Le donne in India rompono due tabù: l'esclusione e il patriottismo a senso unico
Le proteste con la bandiera e i mariti a casa
Fosse anche il suo ultimo passo, Asma Khatun lo ha fatto per gridare “libertà” in piazza, lei che ha novant’anni e un freddo tremendo e molti nipoti che le dicono: torna a casa. Asma non si muove, sta seduta in mezzo alle proteste che da quaranta giorni scuotono l’India dopo che il governo di Narendra Modi ha introdotto una legge sulla cittadinanza che è stata vissuta come una discriminazione contro i musulmani in particolare, ma in generale contro tutto ciò – persone, simboli – che non corrisponde al dogma dell“Hindutva”, il nazionalismo induista. La protesta è nata nei quartieri a prevalenza musulmana – il centro è Shaheen Bagh, a sud di Nuova Delhi – ma in questa piazza piena di donne, animata dalle donne, non ci sono solo musulmane: è una protesta in cui si sventola la bandiera indiana, si canta l’inno indiano, il nazionalismo non è una faccenda a senso unico, l’identità nazionale non ha un unico colore o un’unica religione.

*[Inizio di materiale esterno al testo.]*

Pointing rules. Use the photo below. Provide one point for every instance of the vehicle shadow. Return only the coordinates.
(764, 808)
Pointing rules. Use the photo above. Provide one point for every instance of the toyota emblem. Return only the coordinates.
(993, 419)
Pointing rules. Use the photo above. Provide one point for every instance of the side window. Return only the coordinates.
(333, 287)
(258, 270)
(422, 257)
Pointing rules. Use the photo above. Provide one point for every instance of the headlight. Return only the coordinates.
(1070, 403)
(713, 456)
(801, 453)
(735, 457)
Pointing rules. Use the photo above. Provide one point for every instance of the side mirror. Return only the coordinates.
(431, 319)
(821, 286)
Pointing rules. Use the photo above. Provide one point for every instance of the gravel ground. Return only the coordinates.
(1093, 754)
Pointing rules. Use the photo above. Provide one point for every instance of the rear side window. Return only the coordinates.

E per molte di queste donne il passo è doppio, perché non c’è soltanto la volontà di difendere l’appartenenza all’India, c’è anche la ribellione al silenzio e allo starsene in disparte perché così vogliono le regole della società o semplicemente della propria famiglia.
Nei racconti delle proteste indiane contro la legge sulla cittadinanza ci sono casalinghe che non avevano mai sentito l’urgenza di mostrarsi e urlare e sventolare una bandiera, o se l’avevano sentita l’avevano repressa, perché l’unica cosa di cui hanno avuto davvero esperienza è l’esclusione. Queste donne, giovani e anziane, raccontano di mariti che all’inizio avevano detto: sei pazza, non esci di qui, ma loro non li hanno ascoltati, hanno preso le figlie, i figli, le amiche, gli amici, si sono messe in piazza e a casa tornano soltanto ogni due giorni per cambiarsi. Un video che è diventato virale mostra cinque ragazzine, con il velo e senza, che difendono un ragazzo dai manganelli della polizia. Quando spiegano perché si sono rivoltate, molte donne parlano del futuro dei loro figli, della paura che un giorno possano non poter più vivere in India, della società maschilista anche, ma a muoverle è la voglia di “azadi”, di libertà, e l’appartenenza a una nazione che chiamano casa e che vogliono continuare ad abitare.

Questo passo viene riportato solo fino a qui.